Such a campaign would cost little money but might bring great gains in nearly all parts of our society. Think what might happen if local leaders, business executives, pastors, teachers, the media, Hollywood, members of the Congress, and the president himself made an effort, whenever the opportunity presented itself, to stress the importance of the intact family. Think what might happen if we began a serious national dialogue on the importance of fatherhood. Think what might happen if we put aside our current disparagement of men and manliness, our assaults through the law and culture on marriage, and the sneering attacks, mainly from radicals in so many of our universities, on the traditional family unit, and instead promoted the family: mothers, fathers, and children.

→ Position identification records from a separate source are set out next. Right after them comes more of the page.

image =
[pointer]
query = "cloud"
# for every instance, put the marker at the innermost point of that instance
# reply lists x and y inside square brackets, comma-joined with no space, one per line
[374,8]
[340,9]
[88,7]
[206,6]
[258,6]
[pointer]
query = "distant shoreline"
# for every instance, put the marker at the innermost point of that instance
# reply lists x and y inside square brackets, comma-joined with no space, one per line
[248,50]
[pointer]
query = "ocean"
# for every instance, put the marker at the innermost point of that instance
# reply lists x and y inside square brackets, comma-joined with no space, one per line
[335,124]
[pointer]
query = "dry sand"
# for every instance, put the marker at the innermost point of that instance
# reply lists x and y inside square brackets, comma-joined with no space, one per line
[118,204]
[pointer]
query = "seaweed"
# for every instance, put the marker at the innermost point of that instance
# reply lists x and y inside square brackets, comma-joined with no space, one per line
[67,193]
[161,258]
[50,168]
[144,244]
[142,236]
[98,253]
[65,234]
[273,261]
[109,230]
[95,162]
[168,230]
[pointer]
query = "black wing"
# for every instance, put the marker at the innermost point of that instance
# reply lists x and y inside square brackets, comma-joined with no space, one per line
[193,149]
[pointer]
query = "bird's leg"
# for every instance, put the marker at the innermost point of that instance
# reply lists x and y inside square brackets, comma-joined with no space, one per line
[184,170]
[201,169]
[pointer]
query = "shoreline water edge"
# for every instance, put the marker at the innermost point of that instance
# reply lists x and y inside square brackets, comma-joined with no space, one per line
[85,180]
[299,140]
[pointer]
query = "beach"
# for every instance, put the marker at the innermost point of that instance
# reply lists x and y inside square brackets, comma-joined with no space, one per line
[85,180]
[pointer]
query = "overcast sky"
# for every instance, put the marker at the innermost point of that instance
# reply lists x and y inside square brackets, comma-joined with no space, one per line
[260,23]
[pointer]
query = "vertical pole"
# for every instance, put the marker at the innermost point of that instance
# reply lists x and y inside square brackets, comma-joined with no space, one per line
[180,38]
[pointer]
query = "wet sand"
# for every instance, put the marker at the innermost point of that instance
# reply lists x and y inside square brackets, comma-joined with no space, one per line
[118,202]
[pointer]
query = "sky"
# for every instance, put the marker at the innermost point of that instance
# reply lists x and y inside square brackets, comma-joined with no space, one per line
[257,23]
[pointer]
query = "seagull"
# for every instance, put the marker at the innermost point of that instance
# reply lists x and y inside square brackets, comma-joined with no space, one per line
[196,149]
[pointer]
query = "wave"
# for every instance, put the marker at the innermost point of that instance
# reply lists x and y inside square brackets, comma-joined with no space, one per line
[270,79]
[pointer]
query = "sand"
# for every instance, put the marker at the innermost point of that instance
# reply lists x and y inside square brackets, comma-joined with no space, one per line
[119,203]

Such a program might diminish the battalions of inmates in our prisons, decrease the discipline problems in our schools, increase the capabilities of our students, and reduce monies spent on federal welfare programs.
Perhaps most importantly, by making the family once again the foundation stone of society and by stressing the importance of men and fathers to our culture, we might recover our diminishing freedoms, liberties lost to the government as the family has broken down, a crack-up predicted over 50 years ago by Daniel Patrick Moynihan.
“The family is the test of freedom,” G.K. Chesterton wrote, “because the family is the only thing the free man makes for himself and by himself.”
Revalorize fathers and men. Revalorize the idea of family. And maybe in the process, we will revalorize the United States of America.